King County, Mercer Island, and Partners Win National Climate Leadership Award
March 11, 2016 - The City of Mercer Island is pleased to be recognized nationally for its work in reducing greenhouse gas emissions (GHG) and confronting climate change. On Wednesday, the U.S. Environmental Protection Agency (EPA) bestowed a 2016 Climate Leadership Award on the King County-Cities Climate Collaboration (or K4C), of which Mercer Island is founding member.
The K4C is a voluntary but formal partnership that was formed based on the recognition that neighboring local governments can achieve greater action on climate solutions by working together. Since its inception, K4C has grown to 14 member jurisdictions, representing 75 percent of King County’s 2 million residents.

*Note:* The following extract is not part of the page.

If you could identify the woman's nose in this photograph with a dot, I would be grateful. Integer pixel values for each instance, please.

Using this K4C structure since 2011, King County and a growing list of local cities -including Mercer Island- have been working across political boundaries to set targets, pool resources and make true progress in reducing GHG emissions.
"Increasingly, it’s up to cities and counties to step up and take action at the local level, because that’s where people are really starting to notice the effects of climate change: stronger storms, shrinking snowpacks, and more landslides," said Mercer Island Mayor Bruce Bassett. "The K4C allows us to join with partner cities and maximize the positive actions we need for a healthy future."

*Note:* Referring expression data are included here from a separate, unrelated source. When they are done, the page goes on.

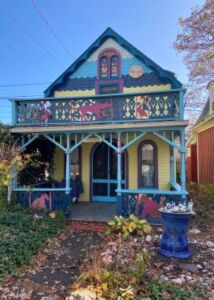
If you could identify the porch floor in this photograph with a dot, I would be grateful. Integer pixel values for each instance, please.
(93, 211)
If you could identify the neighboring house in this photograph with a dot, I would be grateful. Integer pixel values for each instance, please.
(114, 117)
(200, 147)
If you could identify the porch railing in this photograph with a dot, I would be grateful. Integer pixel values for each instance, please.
(166, 105)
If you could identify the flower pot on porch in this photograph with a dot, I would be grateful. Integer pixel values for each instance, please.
(174, 242)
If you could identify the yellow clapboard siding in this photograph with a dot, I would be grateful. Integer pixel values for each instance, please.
(163, 165)
(59, 161)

Honored for “Innovative Partnerships,” the K4C is one of only 17 organizations, partnerships or individuals across the United States to win the prestigious recognition from EPA.
“I am proud to distinguish the King County-Cities Climate Collaboration for its outstanding actions and dedication to reduce harmful carbon pollution that leads to climate change,” said EPA Administrator Gina McCarthy. “K4C is leading the way towards a healthy environment, and demonstrates that meeting challenges of a changing climate can be done.”
K4C’s accomplishments include:
- Supporting formal adoption of shared near and long-term countywide GHG emissions reduction targets of 25 percent by 2020, 50 percent by 2030, and 80 percent by 2050 (2007 baseline).
- Developing a comprehensive shared vision and policy framework for confronting climate change that addresses energy supply, green building, land use, forests, and more.
- Mapping out specific action commitments to reduce emissions that are tailored to King County energy sources, city and county development patterns, and local government areas of influence.
- Partnering on municipal policy and code changes, joint grant funding proposals, and increased influence among other stakeholders at the state level.
- Exploring the potential to partner with local utilities and businesses to jointly invest in and develop a large-scale renewable energy project, such as wind or solar.
- Sharing technical support and learning across K4C members: K4C staff and elected officials from cities large and small now have an extensive network of people on whom they can count for expertise, lessons learned, tools and resources.